For DoD contracts, this regulation applies to negotiated cost-type and fixed price contracts greater than $650 thousand (cost or pricing data threshold). For civilian agencies, it apples to cost-type contracts over $100 thousand (simplified acquisition threshold).

The interim rule includes requirements for both offerors/contractors and Government contracting officers.

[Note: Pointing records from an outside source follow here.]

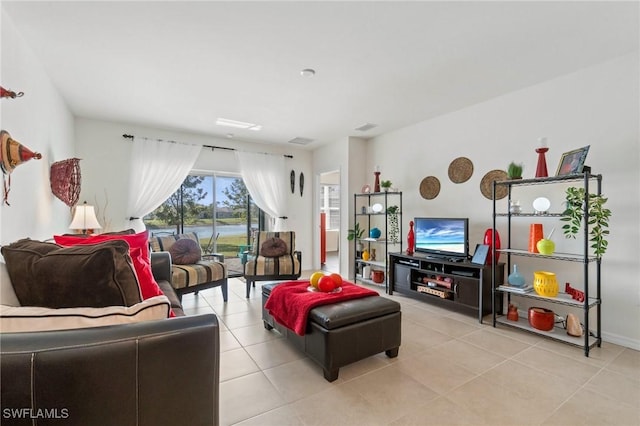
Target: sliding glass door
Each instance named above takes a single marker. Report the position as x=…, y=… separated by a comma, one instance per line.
x=217, y=207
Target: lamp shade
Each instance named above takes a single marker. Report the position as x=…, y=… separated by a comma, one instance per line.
x=84, y=218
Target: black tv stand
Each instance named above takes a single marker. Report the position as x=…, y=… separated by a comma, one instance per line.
x=455, y=283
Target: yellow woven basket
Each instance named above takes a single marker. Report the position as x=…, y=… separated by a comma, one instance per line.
x=545, y=283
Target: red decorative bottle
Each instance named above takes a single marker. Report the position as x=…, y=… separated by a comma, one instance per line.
x=488, y=240
x=411, y=239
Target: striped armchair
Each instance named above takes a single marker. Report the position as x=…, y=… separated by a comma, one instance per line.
x=208, y=272
x=273, y=257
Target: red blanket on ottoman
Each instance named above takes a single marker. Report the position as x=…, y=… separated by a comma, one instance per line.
x=289, y=303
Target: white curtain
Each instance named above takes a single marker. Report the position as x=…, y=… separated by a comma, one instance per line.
x=265, y=178
x=158, y=168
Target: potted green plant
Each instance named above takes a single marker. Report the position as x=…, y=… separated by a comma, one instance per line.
x=598, y=218
x=386, y=185
x=356, y=234
x=514, y=171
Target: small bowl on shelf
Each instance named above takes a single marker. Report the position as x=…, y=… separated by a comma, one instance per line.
x=541, y=318
x=545, y=283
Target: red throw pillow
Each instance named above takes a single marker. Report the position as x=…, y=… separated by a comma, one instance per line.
x=138, y=250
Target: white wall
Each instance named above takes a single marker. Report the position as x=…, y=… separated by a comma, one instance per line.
x=41, y=121
x=347, y=155
x=597, y=106
x=106, y=167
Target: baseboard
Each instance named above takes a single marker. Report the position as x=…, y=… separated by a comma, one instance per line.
x=621, y=340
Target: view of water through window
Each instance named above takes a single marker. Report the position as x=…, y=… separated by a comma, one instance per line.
x=216, y=207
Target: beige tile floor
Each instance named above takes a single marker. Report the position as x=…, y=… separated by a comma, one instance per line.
x=451, y=370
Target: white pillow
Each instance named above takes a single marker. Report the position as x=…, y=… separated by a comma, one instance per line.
x=32, y=318
x=7, y=293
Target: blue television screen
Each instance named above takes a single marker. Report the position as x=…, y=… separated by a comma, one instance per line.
x=446, y=237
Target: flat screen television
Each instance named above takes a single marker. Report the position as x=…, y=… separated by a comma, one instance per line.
x=442, y=237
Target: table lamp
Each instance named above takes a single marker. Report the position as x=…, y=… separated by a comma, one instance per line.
x=84, y=219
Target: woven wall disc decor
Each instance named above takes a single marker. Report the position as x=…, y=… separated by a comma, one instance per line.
x=460, y=170
x=429, y=187
x=486, y=184
x=65, y=180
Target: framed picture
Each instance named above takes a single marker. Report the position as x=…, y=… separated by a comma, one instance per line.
x=480, y=255
x=571, y=162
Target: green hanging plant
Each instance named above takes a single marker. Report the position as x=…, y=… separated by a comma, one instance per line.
x=514, y=171
x=355, y=233
x=598, y=218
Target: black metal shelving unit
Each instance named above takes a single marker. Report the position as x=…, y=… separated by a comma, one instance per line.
x=592, y=302
x=368, y=219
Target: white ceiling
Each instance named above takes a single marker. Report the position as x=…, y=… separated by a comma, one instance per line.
x=179, y=65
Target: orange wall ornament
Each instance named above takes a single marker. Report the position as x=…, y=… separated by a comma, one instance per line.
x=12, y=154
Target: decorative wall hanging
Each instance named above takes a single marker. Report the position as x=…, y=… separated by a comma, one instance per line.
x=293, y=181
x=486, y=184
x=12, y=154
x=65, y=180
x=430, y=187
x=4, y=93
x=460, y=170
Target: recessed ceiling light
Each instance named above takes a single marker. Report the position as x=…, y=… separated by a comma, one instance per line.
x=308, y=72
x=366, y=126
x=237, y=124
x=301, y=141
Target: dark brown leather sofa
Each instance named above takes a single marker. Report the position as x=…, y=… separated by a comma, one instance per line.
x=152, y=373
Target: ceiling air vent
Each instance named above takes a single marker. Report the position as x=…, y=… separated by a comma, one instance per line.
x=366, y=126
x=301, y=141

Proposal preparation phase:
  1. Offerors must identify the total cost of the work to be performed by the offer and the total cost of the work to be performed by each subcontractor.
  2. If the offeror intends to subcontract more than 70 percent of the total cost of work to be performed under the contract, the offeror shall identify
    • the amount of indirect costs and profit/fee applicable to the work to be performed by subcontractors
    • a description of the added value provided by the offeror as related to the work to be performed by the subcontractors
Negotiation and award phase:
  • If the offeror intends to subcontract more than 70 percent of the cost of work to be performed, the contracting officer must make an affirmative determination that pass-through costs are not excessive.
After contract award phase:
  1. Contractor must notify the contracting officer (in writing) if it changes the amount of subcontract effort after award such that it exceeds 70 percent of the total cost of work to be performed.
    • must identify the revised cost of the subcontract effort.
    • must include verification that the contractor will provide added value
  2. If the contracting officer determines that excessive pass-through charges, the Government can recover.
    • for cost-type contracts - unallowable for reimbursement
    • for fixed price contracts - contract price reduction
  3. Contracting officer or authorized representative (e.g. DCAA) has right to examine and audit contractor records necessary to determine whether the contractor proposed, billed, or claimed excessive pass-through charges.
PNWC observations.

  1. A contractor's G&A base will influence whether indirect pass-through costs are excessive. The three most common G&A allocation bases are total cost input (TCI), modified TCI (excludes subcontract costs) and single-element (usually direct labor costs). Modified TCI and single-element allocation bases already exclude subcontract costs which means that subcontract costs are not burdened with G&A and therefore could not have excessive pass-through indirect costs.
  2. Profit/Fee percentages might already reflect the anticipated level of subcontracting. When the Government uses the weighted guidelines method to establish negotiation targets for profit or fee (most of the time), it assigns weights to various risk factors. One of those factors is the degree of management effort necessary to ensure that contract requirements are met. Many contracting officers weight this element lower when the offeror has proposed significant subcontract costs.
  3. Subjectivity of the contracting officer determination: The determination of whether contractor activities benefit the Government include an assessment of such things as processing orders of parts or services, maintaining inventory, reducing delivery lead times, managing multiple sources for contract requirements, coordinating deliveries, performing quality assurance functions. This is a very subjective assessment and contractors should not underestimate the benefit of "good writing" when describing the value it intends to add to the subcontracted effort. 
  4. GAO Review: The GAO reviewed DoD implementation of the earlier interim regulation (see GAO-08-269, Contract Risk a Key Factor in Assessing Excessive Pass-Through Charges). The GAO stated that contracting officers needed guidance in how to assess whether proposed pass-through costs are reasonable for the work performed. Additionally, they should obtain DCMA and DCAA input. DoD responded that it willl issue guidance once the regulation becomes final.